Below are some of the Google exam related policies:

Recertification:

To maintain active certification status, candidates are required to recertify. The certification remains valid for three years from the date it is earned. Recertification is achieved by retaking and passing the exam within the designated recertification period. Candidates can begin the recertification process up to 60 days before their current certification expires.

Exam Scoring:

Google Cloud exams assess whether candidates meet the established minimum passing criteria, providing only pass or fail results.

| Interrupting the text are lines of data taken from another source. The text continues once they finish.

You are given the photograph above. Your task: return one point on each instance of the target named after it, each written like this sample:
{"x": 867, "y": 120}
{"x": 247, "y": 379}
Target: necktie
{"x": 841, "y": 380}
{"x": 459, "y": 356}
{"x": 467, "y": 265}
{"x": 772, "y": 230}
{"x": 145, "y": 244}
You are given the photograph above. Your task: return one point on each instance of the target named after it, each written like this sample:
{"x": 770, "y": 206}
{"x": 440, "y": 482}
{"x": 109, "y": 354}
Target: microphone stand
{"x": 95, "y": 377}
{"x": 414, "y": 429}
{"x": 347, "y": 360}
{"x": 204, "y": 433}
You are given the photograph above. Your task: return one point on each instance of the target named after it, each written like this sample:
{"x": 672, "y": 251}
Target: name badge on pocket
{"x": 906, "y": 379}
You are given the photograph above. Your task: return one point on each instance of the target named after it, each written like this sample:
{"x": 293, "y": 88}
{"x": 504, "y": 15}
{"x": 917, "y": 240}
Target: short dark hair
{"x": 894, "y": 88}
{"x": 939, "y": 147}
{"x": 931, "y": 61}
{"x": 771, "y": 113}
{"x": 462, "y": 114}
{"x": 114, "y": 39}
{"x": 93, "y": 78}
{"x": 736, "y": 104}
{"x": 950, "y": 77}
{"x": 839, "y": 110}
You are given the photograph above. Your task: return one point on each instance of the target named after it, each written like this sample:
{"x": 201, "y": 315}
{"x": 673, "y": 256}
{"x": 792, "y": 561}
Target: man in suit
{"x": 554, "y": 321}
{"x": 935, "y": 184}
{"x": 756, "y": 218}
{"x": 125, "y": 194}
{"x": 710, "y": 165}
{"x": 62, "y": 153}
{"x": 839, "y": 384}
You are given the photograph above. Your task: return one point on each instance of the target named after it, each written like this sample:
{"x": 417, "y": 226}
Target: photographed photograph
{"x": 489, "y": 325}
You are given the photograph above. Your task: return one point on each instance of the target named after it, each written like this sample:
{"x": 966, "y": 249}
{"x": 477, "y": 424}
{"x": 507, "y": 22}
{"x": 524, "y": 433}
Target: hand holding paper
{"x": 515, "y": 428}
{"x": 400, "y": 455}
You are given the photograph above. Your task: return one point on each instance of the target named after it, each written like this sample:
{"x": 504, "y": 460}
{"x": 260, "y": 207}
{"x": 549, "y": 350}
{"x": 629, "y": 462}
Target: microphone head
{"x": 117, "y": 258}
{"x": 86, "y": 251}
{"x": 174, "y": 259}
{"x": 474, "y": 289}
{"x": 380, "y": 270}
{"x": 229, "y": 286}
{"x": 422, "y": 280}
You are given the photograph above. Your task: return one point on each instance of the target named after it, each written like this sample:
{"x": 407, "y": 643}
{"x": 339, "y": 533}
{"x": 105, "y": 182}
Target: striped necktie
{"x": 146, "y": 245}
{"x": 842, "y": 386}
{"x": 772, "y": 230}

These exams are not intended for diagnostic purposes or to rank individuals based on their abilities. As such, numerical scores are not provided, as they may lead to misinterpretation by the examinee.

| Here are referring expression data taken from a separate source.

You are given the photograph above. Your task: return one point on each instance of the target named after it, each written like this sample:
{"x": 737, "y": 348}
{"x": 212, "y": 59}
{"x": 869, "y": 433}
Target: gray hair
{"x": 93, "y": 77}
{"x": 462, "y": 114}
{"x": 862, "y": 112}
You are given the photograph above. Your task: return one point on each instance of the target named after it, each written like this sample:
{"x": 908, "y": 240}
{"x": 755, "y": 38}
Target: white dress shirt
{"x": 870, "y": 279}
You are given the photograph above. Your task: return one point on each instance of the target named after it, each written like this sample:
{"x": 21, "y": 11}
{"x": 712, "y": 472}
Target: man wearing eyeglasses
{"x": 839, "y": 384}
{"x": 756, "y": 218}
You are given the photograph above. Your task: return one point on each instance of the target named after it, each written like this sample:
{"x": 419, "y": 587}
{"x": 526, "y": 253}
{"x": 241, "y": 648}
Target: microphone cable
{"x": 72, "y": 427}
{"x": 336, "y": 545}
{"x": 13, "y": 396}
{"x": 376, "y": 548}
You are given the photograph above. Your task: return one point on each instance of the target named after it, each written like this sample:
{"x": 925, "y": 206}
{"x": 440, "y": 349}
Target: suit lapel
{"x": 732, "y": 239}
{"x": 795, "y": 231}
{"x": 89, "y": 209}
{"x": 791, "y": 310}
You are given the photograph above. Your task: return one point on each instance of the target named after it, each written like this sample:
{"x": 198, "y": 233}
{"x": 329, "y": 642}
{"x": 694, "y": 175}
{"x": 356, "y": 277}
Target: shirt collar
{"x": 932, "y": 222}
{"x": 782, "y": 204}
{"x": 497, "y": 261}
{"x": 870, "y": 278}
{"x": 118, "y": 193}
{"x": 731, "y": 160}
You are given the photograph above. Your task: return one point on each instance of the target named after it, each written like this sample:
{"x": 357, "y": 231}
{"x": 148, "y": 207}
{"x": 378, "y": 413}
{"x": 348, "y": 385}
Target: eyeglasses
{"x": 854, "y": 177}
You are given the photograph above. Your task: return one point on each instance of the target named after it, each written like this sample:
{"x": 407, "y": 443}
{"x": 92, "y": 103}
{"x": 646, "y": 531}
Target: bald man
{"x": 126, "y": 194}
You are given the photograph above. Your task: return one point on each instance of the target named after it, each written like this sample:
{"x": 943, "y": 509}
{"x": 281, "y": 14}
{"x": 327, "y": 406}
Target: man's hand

Google Associate Data Practitioner Exam Study Guide

study guide gcp

1. Gain Practical, Real-World Experience

Before taking the Associate Data Practitioner exam, it is highly recommended to acquire at least six months of hands-on experience working with Google Cloud. This practical exposure allows you to familiarize yourself with Google Cloud’s core services, tools, and workflows. Engaging in real-world projects will help you build a strong understanding of data management tasks such as ingestion, processing, pipeline orchestration, analysis, and visualization within the Google Cloud environment. This experience is essential for confidently applying theoretical knowledge to practical scenarios encountered during the exam.

2. Understand What’s on the Exam

It is crucial to familiarize yourself with the exam structure and the topics it covers. The Associate Data Practitioner exam assesses your knowledge and skills across several key areas, including data preparation and ingestion, data analysis and visualization, orchestrating data pipelines, and managing data effectively within Google Cloud. Understanding the exam’s scope will help you identify which topics require more focus based on your current expertise.

To better understand the exam content, review the official exam guide provided by Google Cloud. This guide outlines the domains covered, along with the weight of each domain, giving you insight into the areas with the most significant impact on your overall performance. Familiarizing yourself with the format and question style will help you approach the exam with confidence and clarity.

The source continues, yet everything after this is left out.